第3話 山越えから海路で向かいます

 数枚のドレスと下着などの入った鞄を馬に積み、乗馬服に身を包んだ私は颯爽と栗毛の愛馬に跨った。家族はみんな大号泣だったけれど、私はニコニコ笑顔で手を振って王宮(ちょっと豪華なお屋敷)を後にした。


 うちの子は足は早くないけど、茂った山の中も奥せず突き進んだり、崖とかも駆け上がる脚力とバランス能力に長けた馬力重視のキスコンチェの特産馬だ。足は短めでガッチリしていて、蹄が無茶苦茶固い。けっこう主人思いの良い子だから、山賊くらいならその凄まじい脚力と固い蹄で蹴り飛ばして撃退してくれる。直に蹴られたら即死しちゃうから、この辺りの山賊はキスコンチェ種を連れている人間は襲わないものだ。


「良い馬だな」


 イーサンが横並びに馬を歩かせながら言った。この子もうちの馬でイーサンにレンタル中。私の愛馬マロンよりも一回り大きい雄馬で、マロンのお婿さん候補だ。ビックリしたことに、イーサンはあの甲冑をつけて徒歩で山越えしてきたらしい。こっちの山は崖が多い。生い茂った藪をかき分けて進むといきなり崖だったり、底なし沼だったりと、トラップのような地形をしている上、全体的にエグイ程急勾配で土質が滑りやすいときている。よく生きて辿り着いたものだ。
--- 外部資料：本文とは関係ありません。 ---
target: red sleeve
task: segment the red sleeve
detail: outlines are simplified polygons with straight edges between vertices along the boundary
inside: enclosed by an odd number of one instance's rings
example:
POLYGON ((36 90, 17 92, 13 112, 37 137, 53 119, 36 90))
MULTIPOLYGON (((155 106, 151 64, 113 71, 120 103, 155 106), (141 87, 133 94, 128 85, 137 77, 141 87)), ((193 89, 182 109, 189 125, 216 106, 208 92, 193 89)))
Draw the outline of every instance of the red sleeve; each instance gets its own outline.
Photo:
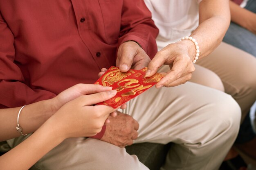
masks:
POLYGON ((119 45, 127 40, 139 43, 152 59, 157 51, 158 29, 143 0, 124 0, 119 45))
POLYGON ((0 14, 0 108, 16 107, 56 96, 25 84, 24 76, 14 63, 14 42, 13 35, 0 14))

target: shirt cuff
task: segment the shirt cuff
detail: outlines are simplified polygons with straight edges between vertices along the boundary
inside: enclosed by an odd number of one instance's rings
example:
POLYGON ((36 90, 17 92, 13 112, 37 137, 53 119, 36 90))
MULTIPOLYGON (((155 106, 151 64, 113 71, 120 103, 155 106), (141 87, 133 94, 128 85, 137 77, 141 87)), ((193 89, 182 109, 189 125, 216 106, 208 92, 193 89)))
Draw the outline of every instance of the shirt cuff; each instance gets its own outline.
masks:
POLYGON ((90 137, 91 138, 100 139, 102 138, 103 135, 104 135, 104 134, 105 133, 105 132, 106 131, 106 125, 104 125, 103 126, 102 126, 102 129, 101 129, 101 132, 97 134, 97 135, 94 136, 91 136, 90 137))

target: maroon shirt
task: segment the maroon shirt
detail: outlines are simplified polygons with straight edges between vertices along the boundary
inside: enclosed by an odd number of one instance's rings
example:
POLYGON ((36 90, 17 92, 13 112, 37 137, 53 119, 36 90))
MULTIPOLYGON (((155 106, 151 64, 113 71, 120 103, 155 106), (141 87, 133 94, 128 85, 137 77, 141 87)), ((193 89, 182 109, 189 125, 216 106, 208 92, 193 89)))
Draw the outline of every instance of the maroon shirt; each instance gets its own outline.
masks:
POLYGON ((152 58, 158 32, 143 0, 0 0, 0 107, 93 83, 128 40, 152 58))

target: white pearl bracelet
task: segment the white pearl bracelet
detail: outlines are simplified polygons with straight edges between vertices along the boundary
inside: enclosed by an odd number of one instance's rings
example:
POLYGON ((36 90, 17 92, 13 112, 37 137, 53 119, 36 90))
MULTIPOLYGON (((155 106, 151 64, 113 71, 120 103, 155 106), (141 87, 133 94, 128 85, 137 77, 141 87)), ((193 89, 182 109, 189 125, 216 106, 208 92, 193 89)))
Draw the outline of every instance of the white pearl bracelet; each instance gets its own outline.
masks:
POLYGON ((197 59, 198 59, 199 52, 200 52, 200 50, 199 50, 199 46, 198 46, 198 43, 196 41, 195 39, 192 38, 192 37, 186 36, 183 37, 181 39, 181 40, 184 40, 184 39, 189 39, 191 40, 194 43, 194 44, 195 44, 195 57, 192 62, 193 63, 195 63, 197 59))

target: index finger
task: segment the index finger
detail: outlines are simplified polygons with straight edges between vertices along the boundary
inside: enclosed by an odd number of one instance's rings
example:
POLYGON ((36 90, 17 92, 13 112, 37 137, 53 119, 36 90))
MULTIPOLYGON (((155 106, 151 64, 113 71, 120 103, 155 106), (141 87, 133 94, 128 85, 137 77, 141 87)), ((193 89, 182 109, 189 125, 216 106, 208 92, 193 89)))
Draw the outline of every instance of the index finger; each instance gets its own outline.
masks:
POLYGON ((166 76, 162 78, 157 84, 157 88, 163 86, 167 86, 168 84, 179 78, 183 74, 183 71, 186 68, 186 65, 184 64, 183 60, 175 61, 171 69, 169 71, 166 76))

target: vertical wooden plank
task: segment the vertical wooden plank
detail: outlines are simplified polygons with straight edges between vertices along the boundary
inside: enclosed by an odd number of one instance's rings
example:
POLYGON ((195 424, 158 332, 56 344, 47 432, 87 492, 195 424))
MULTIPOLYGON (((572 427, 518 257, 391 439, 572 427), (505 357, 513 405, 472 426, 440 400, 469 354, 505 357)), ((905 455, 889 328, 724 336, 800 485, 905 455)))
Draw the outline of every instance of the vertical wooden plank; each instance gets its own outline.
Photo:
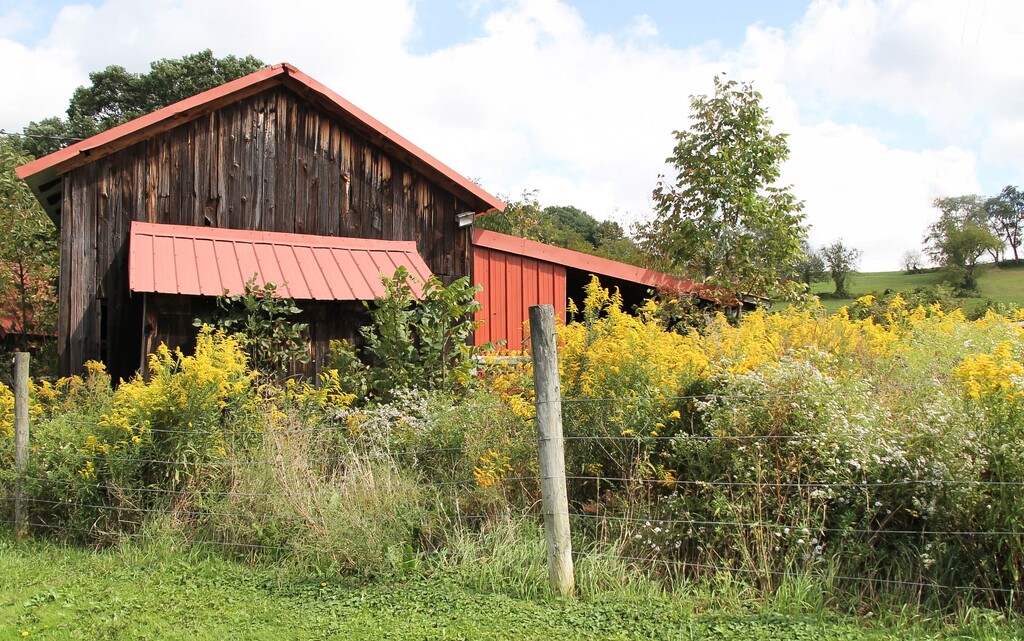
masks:
POLYGON ((57 281, 57 374, 63 377, 71 375, 71 296, 75 287, 72 281, 75 271, 71 268, 71 258, 72 239, 77 225, 72 180, 69 176, 63 176, 61 181, 63 190, 60 205, 60 276, 57 281))
POLYGON ((473 320, 478 323, 476 332, 473 333, 473 344, 482 345, 494 339, 490 338, 490 260, 489 250, 482 247, 476 248, 473 253, 473 285, 479 285, 483 289, 476 293, 476 302, 480 303, 480 309, 473 314, 473 320))
POLYGON ((534 389, 537 391, 541 505, 548 544, 548 583, 556 594, 571 596, 575 579, 565 489, 565 440, 562 437, 562 395, 558 386, 558 341, 553 309, 549 305, 530 307, 529 325, 534 389))
POLYGON ((278 186, 274 200, 278 215, 283 219, 283 228, 296 233, 305 233, 302 214, 295 209, 295 112, 284 91, 274 92, 278 113, 278 186))
POLYGON ((302 223, 303 233, 323 233, 316 225, 313 212, 309 209, 309 129, 308 120, 302 106, 295 100, 290 101, 292 116, 295 119, 295 136, 293 139, 295 154, 295 216, 302 223))
POLYGON ((285 221, 278 220, 278 109, 273 94, 269 94, 263 101, 263 149, 260 164, 262 172, 260 174, 263 194, 260 198, 260 209, 263 212, 262 229, 267 231, 293 231, 293 225, 286 225, 285 221))
MULTIPOLYGON (((327 120, 327 119, 325 119, 327 120)), ((331 137, 328 147, 327 162, 324 165, 324 178, 327 180, 324 185, 327 188, 327 234, 338 236, 341 231, 341 202, 342 202, 342 131, 337 123, 331 122, 331 137)))
POLYGON ((242 204, 243 182, 242 149, 244 145, 244 124, 241 105, 234 104, 224 112, 224 132, 226 134, 226 175, 225 175, 225 226, 231 229, 244 228, 245 211, 242 204))
POLYGON ((505 341, 508 349, 519 349, 508 342, 508 311, 505 308, 505 257, 504 252, 490 252, 490 340, 505 341))
POLYGON ((14 538, 28 529, 29 514, 23 493, 29 466, 29 354, 14 353, 14 538))
POLYGON ((523 317, 528 314, 529 307, 543 305, 538 297, 538 284, 541 276, 540 264, 532 258, 522 259, 522 304, 523 317))
POLYGON ((509 346, 512 349, 522 349, 522 329, 526 320, 526 308, 522 306, 522 256, 508 254, 505 262, 505 307, 508 314, 509 346))
POLYGON ((566 306, 566 293, 565 293, 565 267, 562 265, 554 265, 552 269, 552 275, 555 282, 555 316, 561 320, 565 322, 565 306, 566 306))
POLYGON ((331 232, 331 164, 328 161, 331 154, 331 123, 322 115, 316 114, 317 145, 316 171, 319 181, 319 194, 316 204, 316 215, 326 224, 328 234, 331 232))

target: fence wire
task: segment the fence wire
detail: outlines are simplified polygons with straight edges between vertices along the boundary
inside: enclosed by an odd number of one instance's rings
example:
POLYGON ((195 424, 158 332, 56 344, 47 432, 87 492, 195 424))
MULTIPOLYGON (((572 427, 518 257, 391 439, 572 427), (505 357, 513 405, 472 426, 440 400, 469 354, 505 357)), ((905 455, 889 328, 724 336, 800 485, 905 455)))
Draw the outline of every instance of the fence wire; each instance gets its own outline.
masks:
MULTIPOLYGON (((788 395, 779 395, 779 398, 788 397, 788 395)), ((671 400, 691 400, 691 401, 714 401, 718 398, 722 398, 720 394, 700 394, 692 396, 681 396, 675 397, 671 400)), ((743 399, 743 398, 754 398, 749 396, 731 396, 733 399, 743 399)), ((636 398, 630 398, 629 401, 637 400, 636 398)), ((664 398, 657 398, 657 400, 665 400, 664 398)), ((613 398, 601 398, 601 399, 563 399, 563 403, 567 405, 579 404, 585 402, 596 402, 596 403, 606 403, 606 402, 623 402, 624 399, 613 399, 613 398)), ((102 427, 96 423, 82 422, 82 421, 67 421, 60 420, 61 423, 71 425, 80 425, 84 428, 99 428, 102 427)), ((653 426, 652 426, 653 427, 653 426)), ((992 428, 979 428, 979 431, 984 429, 992 428)), ((1002 431, 1010 434, 1016 434, 1024 432, 1024 426, 1018 425, 1007 425, 998 426, 994 428, 997 431, 1002 431)), ((287 429, 281 430, 280 432, 266 432, 266 431, 219 431, 219 430, 206 430, 197 431, 189 429, 168 429, 168 428, 156 428, 150 429, 153 434, 159 435, 160 437, 172 437, 172 436, 188 436, 188 437, 214 437, 214 438, 224 438, 226 441, 230 442, 231 439, 239 439, 244 441, 248 437, 271 437, 279 439, 288 439, 290 437, 299 437, 302 435, 333 435, 337 434, 339 441, 343 443, 348 443, 350 447, 345 452, 341 453, 331 453, 331 452, 314 452, 312 454, 306 453, 299 457, 292 456, 267 456, 262 458, 253 457, 252 455, 242 458, 224 458, 221 460, 191 460, 191 461, 181 461, 173 459, 164 458, 148 458, 148 457, 137 457, 133 458, 130 456, 94 456, 94 460, 102 460, 111 464, 131 464, 131 465, 141 465, 141 466, 164 466, 167 470, 179 470, 181 472, 186 472, 194 466, 208 466, 210 468, 223 468, 224 470, 240 470, 247 467, 259 467, 264 466, 271 469, 279 468, 289 468, 296 463, 300 463, 304 470, 315 469, 324 466, 341 466, 344 467, 345 464, 353 462, 353 460, 361 461, 374 461, 380 460, 393 465, 416 465, 415 462, 423 460, 436 460, 439 457, 447 457, 452 461, 459 460, 462 462, 463 468, 467 465, 472 465, 472 457, 474 456, 465 446, 436 446, 436 447, 422 447, 422 448, 408 448, 408 447, 381 447, 380 443, 375 442, 360 442, 359 436, 352 434, 347 426, 341 425, 328 425, 328 426, 309 426, 297 429, 287 429), (377 448, 375 448, 377 447, 377 448), (404 463, 403 463, 404 462, 404 463)), ((858 439, 866 438, 867 435, 863 430, 847 430, 842 432, 829 432, 826 435, 828 438, 848 438, 848 439, 858 439)), ((927 437, 941 436, 939 434, 927 434, 927 437)), ((914 439, 921 438, 921 434, 886 434, 886 438, 892 439, 893 441, 900 441, 902 439, 914 439)), ((782 442, 782 441, 801 441, 801 440, 825 440, 823 435, 820 434, 743 434, 743 435, 727 435, 727 434, 676 434, 670 436, 644 436, 636 437, 629 435, 587 435, 587 434, 569 434, 564 436, 564 447, 568 454, 573 454, 573 448, 579 446, 585 446, 588 444, 594 444, 597 446, 606 445, 609 448, 618 447, 625 445, 632 445, 635 448, 642 450, 651 446, 651 444, 662 446, 666 444, 676 444, 685 445, 688 442, 697 443, 759 443, 759 442, 782 442)), ((500 441, 487 442, 487 443, 474 443, 474 453, 484 453, 484 452, 505 452, 510 446, 530 446, 534 447, 538 444, 538 438, 505 438, 500 441)), ((253 452, 252 448, 249 452, 253 452)), ((38 456, 40 453, 34 453, 33 456, 38 456)), ((440 464, 437 464, 440 465, 440 464)), ((531 465, 527 465, 524 462, 517 462, 516 469, 510 469, 504 473, 499 473, 493 479, 495 485, 499 490, 510 487, 512 485, 528 486, 532 495, 537 495, 537 487, 541 482, 541 477, 534 473, 524 473, 532 470, 531 465)), ((628 467, 628 466, 627 466, 628 467)), ((237 489, 232 487, 217 487, 211 485, 203 488, 188 488, 188 487, 173 487, 173 486, 160 486, 157 483, 144 486, 135 487, 122 487, 117 484, 110 483, 108 485, 97 485, 96 488, 99 490, 99 496, 103 493, 113 493, 121 497, 127 498, 137 498, 137 497, 151 497, 152 499, 140 501, 141 505, 131 505, 127 504, 106 504, 102 501, 92 500, 92 501, 81 501, 78 502, 72 498, 75 494, 76 488, 81 488, 87 485, 87 479, 68 479, 68 478, 54 478, 46 474, 38 473, 40 468, 33 468, 36 470, 34 473, 30 473, 22 477, 22 481, 27 485, 32 485, 36 487, 36 494, 33 496, 27 496, 23 498, 23 501, 29 508, 30 514, 30 527, 42 532, 50 531, 54 533, 67 533, 74 532, 80 537, 87 538, 92 536, 102 536, 112 538, 124 538, 124 539, 137 539, 145 537, 146 533, 141 529, 143 521, 154 515, 160 514, 174 514, 179 517, 187 517, 196 520, 203 519, 247 519, 252 517, 252 513, 247 510, 229 509, 231 502, 237 500, 245 501, 290 501, 296 499, 296 493, 291 490, 280 490, 280 492, 255 492, 250 489, 237 489), (59 497, 67 498, 59 498, 59 497), (204 509, 202 505, 212 505, 210 509, 204 509), (218 505, 223 504, 223 505, 218 505), (224 509, 227 507, 228 509, 224 509), (97 531, 94 528, 84 526, 82 524, 76 523, 59 523, 53 522, 50 519, 49 513, 57 509, 66 510, 93 510, 97 513, 110 513, 116 515, 118 523, 123 523, 125 525, 131 525, 136 529, 125 528, 118 531, 97 531), (33 517, 33 515, 36 515, 33 517), (137 520, 128 520, 133 518, 133 515, 137 515, 137 520)), ((453 472, 455 471, 453 467, 453 472)), ((793 476, 797 476, 803 473, 804 470, 793 470, 791 473, 793 476)), ((458 499, 463 496, 466 492, 479 489, 480 479, 475 476, 459 476, 457 478, 449 477, 444 478, 443 470, 431 468, 428 470, 421 470, 419 473, 422 482, 435 490, 445 493, 451 498, 458 499), (431 478, 427 478, 427 477, 431 478)), ((911 543, 920 543, 925 539, 944 539, 944 540, 958 540, 966 542, 968 545, 973 545, 976 541, 991 541, 991 540, 1004 540, 1008 545, 1020 548, 1024 544, 1024 532, 1017 528, 995 528, 995 529, 969 529, 969 528, 930 528, 921 527, 919 529, 898 527, 887 529, 886 527, 880 525, 879 527, 864 527, 864 526, 834 526, 822 522, 820 526, 812 526, 808 523, 791 523, 791 522, 772 522, 765 519, 715 519, 715 518, 687 518, 685 516, 675 516, 675 517, 660 517, 657 516, 655 510, 650 510, 651 505, 637 504, 629 505, 626 508, 615 505, 604 505, 600 502, 600 495, 596 496, 597 502, 596 506, 592 505, 594 502, 594 497, 587 496, 587 493, 592 488, 592 486, 618 486, 618 487, 629 487, 629 486, 639 486, 645 487, 648 494, 653 494, 655 496, 662 497, 665 495, 671 495, 673 493, 688 493, 697 490, 749 490, 749 489, 772 489, 772 490, 793 490, 796 495, 787 495, 786 501, 791 502, 790 505, 794 505, 794 502, 806 501, 807 505, 804 506, 804 512, 808 514, 813 514, 814 510, 822 502, 828 500, 827 497, 816 496, 811 497, 810 493, 814 492, 840 492, 845 493, 847 496, 850 493, 866 493, 867 496, 864 498, 864 504, 859 506, 862 510, 867 513, 874 511, 877 507, 869 501, 868 498, 872 490, 885 489, 885 488, 899 488, 899 487, 918 487, 925 486, 931 488, 956 488, 956 487, 975 487, 981 489, 992 489, 992 490, 1014 490, 1016 488, 1024 486, 1024 480, 1004 480, 1004 479, 985 479, 985 478, 942 478, 942 477, 905 477, 890 480, 844 480, 844 481, 818 481, 818 480, 734 480, 734 479, 721 479, 721 478, 710 478, 710 479, 697 479, 697 478, 666 478, 658 477, 654 475, 644 475, 644 474, 587 474, 587 473, 571 473, 565 477, 566 482, 570 488, 569 495, 572 498, 570 502, 569 516, 578 523, 590 523, 593 529, 594 525, 602 526, 615 526, 618 528, 617 538, 621 540, 629 535, 635 536, 642 528, 652 528, 652 527, 678 527, 678 528, 734 528, 737 531, 741 530, 765 530, 769 532, 805 532, 805 536, 814 537, 826 537, 833 536, 856 536, 862 538, 905 538, 911 543), (811 502, 816 502, 813 505, 811 502), (648 513, 641 513, 643 510, 650 510, 648 513)), ((6 480, 0 478, 3 484, 0 484, 0 488, 4 489, 4 494, 0 495, 0 505, 11 505, 13 502, 13 495, 9 492, 9 484, 6 480)), ((315 487, 305 487, 303 488, 302 497, 304 499, 325 499, 330 497, 335 497, 339 495, 344 495, 345 497, 352 497, 357 495, 374 495, 375 493, 383 492, 380 487, 369 485, 361 487, 345 486, 344 475, 339 475, 337 478, 319 478, 316 479, 315 487)), ((532 496, 531 495, 531 496, 532 496)), ((458 506, 458 503, 457 503, 458 506)), ((524 517, 537 518, 541 515, 539 506, 536 503, 536 499, 531 498, 530 502, 525 505, 517 506, 518 509, 513 509, 512 513, 522 515, 524 517)), ((9 513, 0 512, 0 515, 5 515, 9 513)), ((505 513, 507 514, 507 512, 505 513)), ((285 514, 278 514, 271 516, 284 517, 288 516, 285 514)), ((486 521, 494 520, 497 518, 495 513, 482 513, 477 511, 469 512, 457 512, 455 515, 450 515, 450 517, 458 518, 465 523, 471 523, 474 521, 486 521)), ((97 518, 97 523, 98 518, 97 518)), ((13 526, 13 520, 10 518, 0 519, 0 524, 4 526, 13 526)), ((98 525, 97 525, 98 527, 98 525)), ((587 527, 582 529, 587 530, 587 527)), ((614 533, 614 532, 613 532, 614 533)), ((584 535, 578 535, 577 538, 580 539, 584 535)), ((210 545, 210 546, 222 546, 224 548, 233 550, 252 550, 252 551, 265 551, 274 552, 281 554, 288 554, 293 551, 290 546, 274 546, 274 545, 260 545, 246 542, 227 542, 218 541, 215 538, 211 539, 209 537, 197 539, 196 543, 200 545, 210 545)), ((582 543, 594 543, 589 541, 583 541, 582 543)), ((600 543, 600 542, 598 542, 600 543)), ((615 543, 614 537, 609 536, 608 540, 604 543, 613 544, 615 543)), ((599 549, 599 548, 595 548, 599 549)), ((616 555, 622 561, 641 564, 653 568, 657 567, 671 567, 672 572, 678 572, 682 574, 687 573, 701 573, 701 572, 725 572, 734 575, 753 575, 758 578, 778 578, 784 579, 786 576, 794 575, 792 571, 785 571, 781 569, 776 569, 772 567, 744 567, 739 564, 719 564, 719 563, 708 563, 699 559, 694 560, 692 558, 670 558, 670 557, 657 557, 657 556, 641 556, 636 554, 631 554, 629 548, 620 547, 612 548, 618 549, 620 553, 616 555)), ((810 571, 814 571, 811 567, 810 571)), ((993 581, 998 581, 997 576, 985 578, 979 576, 980 579, 992 579, 993 581)), ((963 592, 981 592, 981 593, 991 593, 998 595, 1010 595, 1011 597, 1018 592, 1018 588, 1007 587, 1005 585, 994 585, 994 586, 984 586, 984 585, 943 585, 938 582, 926 582, 918 581, 912 579, 900 580, 892 579, 886 576, 876 576, 876 575, 847 575, 844 573, 839 574, 823 574, 822 579, 837 581, 837 582, 848 582, 848 583, 863 583, 869 584, 871 586, 889 586, 893 588, 906 588, 906 589, 922 589, 922 590, 936 590, 936 591, 953 591, 957 593, 963 592)))

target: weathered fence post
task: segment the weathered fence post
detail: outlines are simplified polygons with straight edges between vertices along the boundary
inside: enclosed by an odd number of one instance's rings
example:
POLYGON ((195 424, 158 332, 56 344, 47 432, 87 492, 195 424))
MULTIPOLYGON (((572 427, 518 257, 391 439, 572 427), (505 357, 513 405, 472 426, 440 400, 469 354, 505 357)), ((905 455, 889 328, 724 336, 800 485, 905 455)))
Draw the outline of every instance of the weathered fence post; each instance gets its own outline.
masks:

「そうでしょう。うちのマロンちゃんはお利口さんなの」

「マロンというのか?」

「うん。マロンがいれば山賊も襲ってこないからね。安全に山越えできるわよ」

「それは心強いな」


 豪快に笑うイーサンだが、キスコンチェ国に辿り着くまで、この険しい山を登山し、遭遇した数組の山賊を全て撃退してきた武勇の騎士だ。マロンがいようがいまいが心配などないのだろうが、愛馬を自慢気に褒める私を微笑ましそうに見ながら、喉は渇かないか、お腹はすかないかと、渋メンのわりに甲斐甲斐しい。どうやら彼はこんな見た目で子供好きなようだ。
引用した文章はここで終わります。